I took time out before writing this and posted about how crazy life has been the past few months to make my feelings more understandable. Because of all this crazy in my life, I have been seriously contemplating asking to be released from my temple calling, instead of going back in a couple of weeks when my leave time runs out.
Fall semester starts next week and I am taking two classes. Homework has been a challenge with Bubba in the house. I come home from work and he wants to spend time with “uh-ma.” With my new job, I no longer get to leave early on Fridays. I used that time for homework.
During my leave from the temple, I have thoroughly enjoyed having my Saturdays again. I have been using them to do homework, putter around and get things done in the house, and play with Bubba. Thinking about going back makes me sad. This shouldn’t be the reaction to returning to my temple assignment. Looking at the calendar yesterday, at the day I am supposed to go back, literally made me sick to my stomach. I stayed home from church yesterday and went to bed.
My problem is that I know I am supposed to go back. I have been praying that He would help me change my desires to match what He wants me to do. This hasn’t happened. I have come to the slow realization that I have to do this because I have to do this.
Now to the chastisement.
I was reading the talk Help Thou Mine Unbelief by L. Whitney Clayton. There were three things that jumped out to me:
- To have faith in Jesus Christ means to have such trust in him that we obey whatever he commands. There is no faith where there is no obedience.
- We simply go and do the things the Lord has commanded, even when we are weary, trusting that He will help us to do exactly as He asks. As we do so, the Lord helps our unbelief, and our faith becomes powerful, vibrant, and unshakable.
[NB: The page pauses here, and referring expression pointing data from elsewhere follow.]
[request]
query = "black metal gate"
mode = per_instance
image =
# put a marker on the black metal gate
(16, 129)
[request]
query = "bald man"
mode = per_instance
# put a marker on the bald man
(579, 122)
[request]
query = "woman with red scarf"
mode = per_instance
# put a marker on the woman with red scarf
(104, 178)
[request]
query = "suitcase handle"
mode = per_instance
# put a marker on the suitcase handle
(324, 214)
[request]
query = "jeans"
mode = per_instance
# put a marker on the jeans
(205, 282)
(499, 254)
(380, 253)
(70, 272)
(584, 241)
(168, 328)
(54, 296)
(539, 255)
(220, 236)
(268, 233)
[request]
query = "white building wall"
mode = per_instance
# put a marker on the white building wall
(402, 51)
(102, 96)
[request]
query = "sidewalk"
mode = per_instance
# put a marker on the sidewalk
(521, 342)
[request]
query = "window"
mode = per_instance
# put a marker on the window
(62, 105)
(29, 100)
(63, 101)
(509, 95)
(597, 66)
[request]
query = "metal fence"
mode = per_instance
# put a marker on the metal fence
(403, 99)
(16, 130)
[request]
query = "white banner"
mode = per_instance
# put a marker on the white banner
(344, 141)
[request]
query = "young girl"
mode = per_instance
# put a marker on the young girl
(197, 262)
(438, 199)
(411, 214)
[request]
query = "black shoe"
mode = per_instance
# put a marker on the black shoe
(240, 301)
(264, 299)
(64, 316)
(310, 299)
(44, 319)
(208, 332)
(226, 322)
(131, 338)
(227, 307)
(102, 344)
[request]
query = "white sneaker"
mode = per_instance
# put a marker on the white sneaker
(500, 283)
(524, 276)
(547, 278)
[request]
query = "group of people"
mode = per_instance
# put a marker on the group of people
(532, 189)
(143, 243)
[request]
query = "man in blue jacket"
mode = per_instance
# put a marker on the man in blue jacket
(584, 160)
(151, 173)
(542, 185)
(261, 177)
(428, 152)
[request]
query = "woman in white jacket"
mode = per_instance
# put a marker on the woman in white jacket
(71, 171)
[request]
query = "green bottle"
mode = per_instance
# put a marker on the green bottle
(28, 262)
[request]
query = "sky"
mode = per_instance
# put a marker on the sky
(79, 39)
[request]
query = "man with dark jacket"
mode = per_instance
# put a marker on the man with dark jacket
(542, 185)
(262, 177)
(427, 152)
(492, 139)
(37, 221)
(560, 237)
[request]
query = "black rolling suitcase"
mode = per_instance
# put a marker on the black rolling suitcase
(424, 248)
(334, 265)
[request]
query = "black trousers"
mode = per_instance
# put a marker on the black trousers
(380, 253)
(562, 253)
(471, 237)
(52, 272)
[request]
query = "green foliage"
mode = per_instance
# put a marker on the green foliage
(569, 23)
- No matter who we are or where we live, there is much about our daily lives that is routine and repetitive. As we go about this dailiness, we must be deliberate about doing the things that matter most. These must-do things include making room first for the minimum daily requirements of faithful behavior: true obedience, humble prayer, serious scripture study, and selfless service to others. No other daily vitamins strengthen the muscles of our faith as fast as these actions.
There you have it. If I truly want to increase my faithfulness, this is what I have to do. I must simply go and do what matters most and trust that the Lord will take care of the rest.